I give initials, not a name, because examples are legion, and why should I pick on one guy who happens to be the most recent to annoy me? We see it in church pulpit as well as in politics: the soi-disant “conservative” who makes a spectacle of his one liberal view. If he lives in, say, Washington, and makes enough of it, he may still get invited to some parties. The Enemy will remember his little peep of statism or feminism or environmentalism or anti-Semitism or whatever it may be, and ignore everything else he says. He will be called, perhaps even to appear on television sometimes, but only to show that “even R.S. thinks we ought to” … euthanize our grannies, or what have you.

May Morning is when they all come out.

Had I not been criticized myself, for doing something of the kind this morning in my column over at Catholic Thing (here), I would perhaps not mention this. I stand accused (not publicly, just in email) of sympathizing with liturgical reform. I allowed that Pope Pius XII might have had good intentions, when he tried to appropriate the socialist May Day for Holy Church with his new feast of “Saint Joseph the Workman,” which replaced “Pip’n’Jim” in the missals for this day, back in 1955. That is, the venerable Feast of Saints Philip and James, Apostles, was displaced (to May 11th), to accommodate this papal wink to the labouring masses.

His Late Holiness ran that up the pole (“1st class – white”), but hardly anyone saluted. In the Novus Ordo it is now downplayed, but we’re stuck with it in the 1962 missal for the Extraordinary Form. … Aheu! … Father Hunwicke explains how to get around it, however, with a quick feint to Ordinariate usage (see here). … Bravo, bravo!

In general, it is a mistake to play to anyone else’s agenda. Let them play to ours. Our agenda is transcendence and salvation. It is not global warming or “workers of the world.”

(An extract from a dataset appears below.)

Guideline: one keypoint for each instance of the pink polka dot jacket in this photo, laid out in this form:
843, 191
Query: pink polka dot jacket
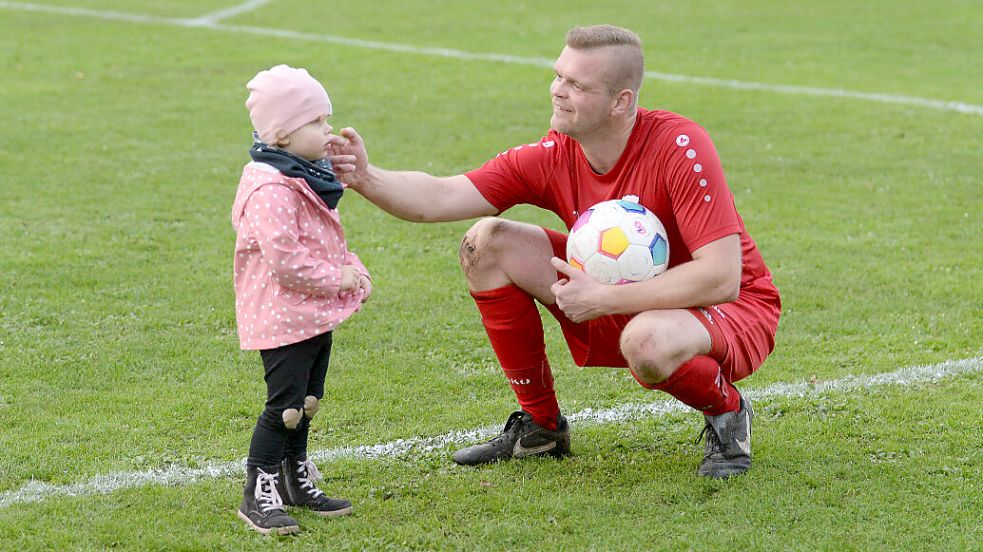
287, 270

For as I tried to hint in my Thing squibble, there is no call for celebration of “workers,” per, as it were, se. They labour for cash, and for cash alone. Who would work on a production line, in factory or office, if he (or she, alas) didn’t need the wages? We may empathize with slaves, including wage slaves, but must stop short of celebrating the institution of slavery. The whole scheme of Capitalism and Socialism, of Management and Labour, needs to be reviewed.

And I say, godspeed to that, and by all means let Saint Joseph the Carpenter help us show the way. Work, in a necessary craft, out of one’s own house, making use no doubt of available child labour, is the ancient and honourable way to proceed. We could start by striking down all the labour laws and city by-laws that make this impracticable, trash the income tax and so forth. For note, that the surrogate father of Our Lord was not homogenized. A carpenter, perhaps even a joiner, and thus a guildsman, a craftsman; not a “worker” waiting for a strike. There was no lunchpail in that scene.

But we could think about all this some other day. In the meantime, give us back May Morning.